How long ETIAS lasts

An approved ETIAS is valid for three years, or until your passport expires, whichever comes first — so if your passport runs out in two years, your ETIAS lasts two years. Within that time you can enter and leave as many times as you like, as long as you respect the short-stay limit of 90 days in any 180-day period. ETIAS does not add any days: it is permission to show up, not permission to stay longer. If you'll be hopping in and out of Europe, our Schengen 90/180 day calculator tracks exactly how many of your 90 days you've used.

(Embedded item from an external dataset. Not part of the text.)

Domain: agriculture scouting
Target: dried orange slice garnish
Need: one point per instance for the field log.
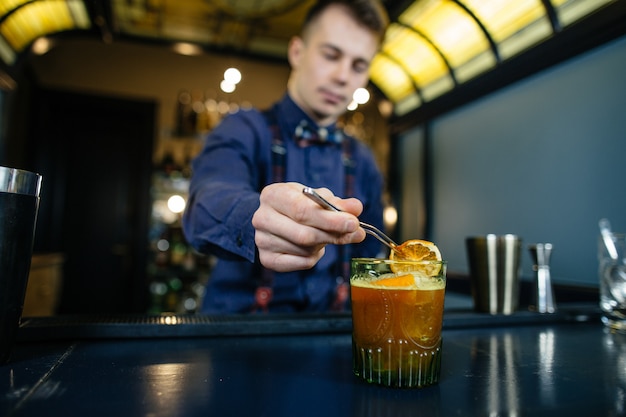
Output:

Which 30 countries require ETIAS

ETIAS applies to 30 European countries — the 29 members of the Schengen area plus Cyprus, which is in the EU but not yet a full Schengen member and still requires ETIAS. Note two things: Ireland is not part of ETIAS (it is in the EU but outside Schengen), and a stay in Cyprus is counted separately from your 90 days in the other ETIAS countries.

  • Austria
  • Belgium
  • Bulgaria
  • Croatia
  • Cyprus
  • Czechia
  • Denmark
  • Estonia
  • Finland
  • France
  • Germany
  • Greece
  • Hungary
  • Iceland
  • Italy
  • Latvia
  • Liechtenstein
  • Lithuania
  • Luxembourg
  • Malta
  • Netherlands
  • Norway
  • Poland
  • Portugal
  • Romania
  • Slovakia
  • Slovenia
  • Spain
  • Sweden
  • Switzerland

When ETIAS starts

ETIAS is expected to launch in the last quarter of 2026. It comes after the EU's Entry/Exit System (EES), the digital border-registration system that became fully operational on 10 April 2026. The European Commission will confirm the exact ETIAS start date on its official website several months in advance. Importantly, the launch is followed by transitional and grace periods lasting at least 12 months, during which travellers who don't yet have an ETIAS but otherwise qualify should still be admitted — so there is a soft runway before it is strictly enforced. Until it goes live, no action is needed.

Beware of unofficial ETIAS websites

There is only one official ETIAS website and app, run by the European Union. Many copycat sites already advertise "ETIAS application" services and charge a mark-up on top of the €20 fee to fill in the form for you. They are not scams in the criminal sense, but you will pay more for something that is quick and free to prepare yourself. When the system opens, apply directly at travel-europe.europa.eu — the only site that submits applications directly to the EU.

Frequently Asked Questions

Disclaimer: This guide describes the EU's ETIAS travel authorisation (Regulation (EU) 2018/1240) as announced by the European Commission, current as of June 2026 — including the €20 fee confirmed on 17 July 2025 and the expected Q4 2026 launch following the 10 April 2026 EES rollout. Dates and details may change before launch. This is an unofficial planning aid, is not affiliated with the European Union, stores nothing on a server, and is not legal or immigration advice. Apply only through the official EU site, travel-europe.europa.eu, and verify the current rules before you travel.